On 3 January 2015 around 2 a.m. in the coastal Libyan city of Sirte, masked gunmen knocked on the door of a dormitory of Egyptian workers. "We came for the Christians. Stay away," they said, according to Milad Ibrahim, who witnessed the abduction of his two cousins behind closed doors in an adjacent dormitory.
The twenty-one victims were workers who had travelled by vehicles all the way to Libya to find work in order to feed their families. The distance from Minya to Sirte is around 1,200 miles, which takes at least an entire day to cover. According to Shenouda Shokry—an Egyptian farmer who went to Libya twice for work—Egyptian workers initially have to pay an average of eight thousand Egyptian pounds (around one thousand US dollars) to get the Libyan visa, including a round-trip flight ticket. Shokry’s brother Youssef was one of the twenty-one killed by IS.

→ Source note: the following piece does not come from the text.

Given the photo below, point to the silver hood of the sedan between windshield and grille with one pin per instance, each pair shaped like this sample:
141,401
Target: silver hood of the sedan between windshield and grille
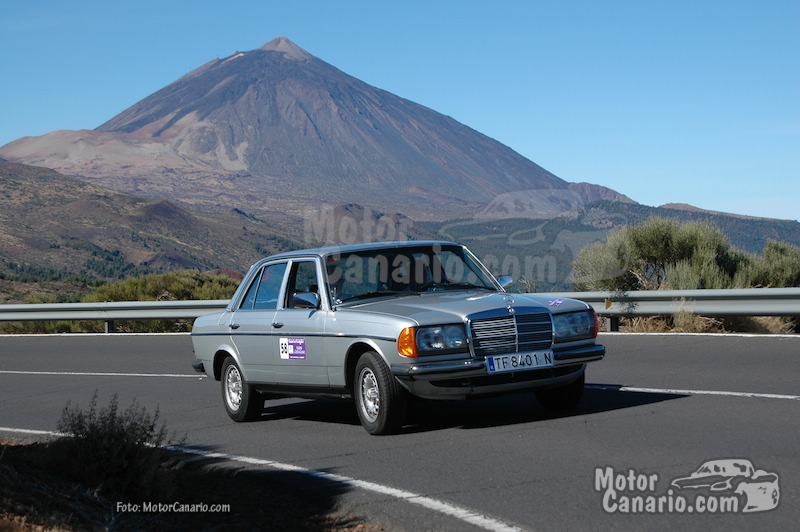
429,308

The news shocked the relatives, but later evoked a different image to them. The image of martyrdom, of heroes.
"I am happy for my relatives. They had faith in God. They had faith in Jesus Christ. And that is what matters. They died for their faith. They died for Christianity," said Bishop Feloubes Fawzy, who lost his nephew and four of his cousins in the IS violence.
Around 2,500 Christian inhabitants live in the village, out of a total population of six thousand Egyptians. President Abdel Fattah el-Sisi, announced his intention to build a new church for their relatives in the village.